Now scale this to products. When AI can generate an MVP for any software product in a weekend, what stops anyone from cloning your tool? Not technology. Not features. Not even design, because AI can replicate that too. What stops them is that your users trust you. They know your name. They've had good experiences with your product. They believe in what you stand for.
That's not something AI can generate.
Brand as the Only Non-Replicable Asset
I think we're heading toward a world where brand is literally the only competitive advantage that can't be automated away. Let me make the case.
Code? AI writes it. Your codebase is not a moat.
Features? AI enables anyone to build them. Feature parity happens in weeks.
Design? AI generates beautiful interfaces. Design is increasingly commoditized.
Content? AI produces it endlessly. Volume is no longer an advantage.
Data? Harder to replicate, but many data advantages erode as AI gets better at synthetic data and few-shot learning.
Brand? Built over years through consistent actions, honest communication, and earned trust. Cannot be generated. Cannot be cloned. Cannot be automated.
This is what Graham should have said. Brand isn't just becoming more important because markets are maturing. Brand is becoming more important because AI is eliminating every other form of competitive advantage at an accelerating rate.
The Startup Implications
This changes how I think about building companies.
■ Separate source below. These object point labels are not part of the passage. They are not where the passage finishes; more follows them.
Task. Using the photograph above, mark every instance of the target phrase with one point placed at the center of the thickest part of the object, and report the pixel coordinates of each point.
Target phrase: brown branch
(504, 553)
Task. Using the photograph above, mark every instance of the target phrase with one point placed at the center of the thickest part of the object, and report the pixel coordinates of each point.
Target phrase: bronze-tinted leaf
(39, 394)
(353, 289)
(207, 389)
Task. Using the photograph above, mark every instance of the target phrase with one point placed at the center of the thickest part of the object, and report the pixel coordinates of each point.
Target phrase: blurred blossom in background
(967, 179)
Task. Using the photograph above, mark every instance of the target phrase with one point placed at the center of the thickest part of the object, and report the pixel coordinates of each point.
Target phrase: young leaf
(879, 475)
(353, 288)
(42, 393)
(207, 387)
Traditional startup wisdom says: find a technical moat. Build something hard to replicate. Use engineering difficulty as your competitive barrier.
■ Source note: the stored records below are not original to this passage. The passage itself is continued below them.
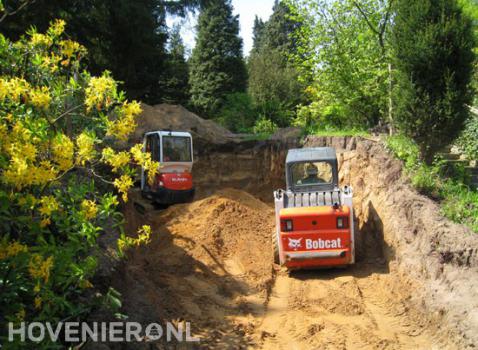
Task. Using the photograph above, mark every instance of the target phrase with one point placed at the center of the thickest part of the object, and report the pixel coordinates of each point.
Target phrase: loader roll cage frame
(311, 155)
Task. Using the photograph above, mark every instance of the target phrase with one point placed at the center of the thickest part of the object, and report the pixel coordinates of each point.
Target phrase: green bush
(468, 140)
(57, 124)
(433, 59)
(459, 203)
(264, 126)
(237, 114)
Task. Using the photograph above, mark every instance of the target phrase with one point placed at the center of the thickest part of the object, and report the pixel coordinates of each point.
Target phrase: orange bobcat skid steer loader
(314, 217)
That advice is becoming obsolete. If your moat is "we built something technically complex," AI will erode that moat within 18 months. Probably faster.
New startup wisdom should be: build a brand moat. Create something that people identify with. Make your company stand for something specific and real. Earn trust through transparency, consistency, and genuine expertise.
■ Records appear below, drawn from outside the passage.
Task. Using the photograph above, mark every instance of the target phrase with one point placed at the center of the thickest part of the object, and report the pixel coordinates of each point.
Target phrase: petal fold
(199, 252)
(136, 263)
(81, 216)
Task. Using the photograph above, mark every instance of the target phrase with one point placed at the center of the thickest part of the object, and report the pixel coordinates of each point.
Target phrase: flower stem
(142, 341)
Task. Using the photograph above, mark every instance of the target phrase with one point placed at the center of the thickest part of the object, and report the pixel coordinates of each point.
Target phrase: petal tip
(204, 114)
This is harder than it sounds. You can't growth-hack your way to a trusted brand. You can't buy it with venture capital. You can't generate it with AI. You have to earn it over time by being consistently good at what you do and honest about what you're not.
Some practical things I've seen work:
Have a point of view. Brands that stand for nothing differentiate on nothing. Take positions. Some people will disagree. That's fine. The people who agree will become loyal.
Ship in public. Share your process, your mistakes, your lessons. People trust what they can see. Opacity breeds suspicion.
Be specific about who you serve. "We help everyone" means you help no one. The strongest brands serve a specific audience incredibly well.
Consistency over time. Brand isn't built in a viral moment. It's built through hundreds of small interactions that all say the same thing about who you are.
The Part That Scares Me
There's a dark side to the Brand Age that Graham doesn't touch. If brand is the only moat, then the companies with existing brand advantages become nearly impossible to displace. Incumbents with strong brands can adopt AI faster than startups can build brands.
Google has brand trust. They can ship mediocre AI products and millions will use them because they trust Google. A startup with a better AI product but no brand has to fight for every user.
This could lead to increased market concentration. The companies that already have brand recognition capture the value of AI, while new entrants struggle to break through regardless of how good their technology is.
I don't have a clean answer for this. But I think the counterstrategy is niche brand building. You can't out-brand Google in general. But you can out-brand everyone in a specific vertical, for a specific audience, on a specific problem. That's where the opportunity lives.
Paul Graham wrote a good essay. I just wish he'd pushed the argument further. We're not just entering the Brand Age because products are commoditizing. We're entering the Brand Age because AI is commoditizing everything except brand.
That's a much scarier, more interesting, and more consequential claim. And I think it's true.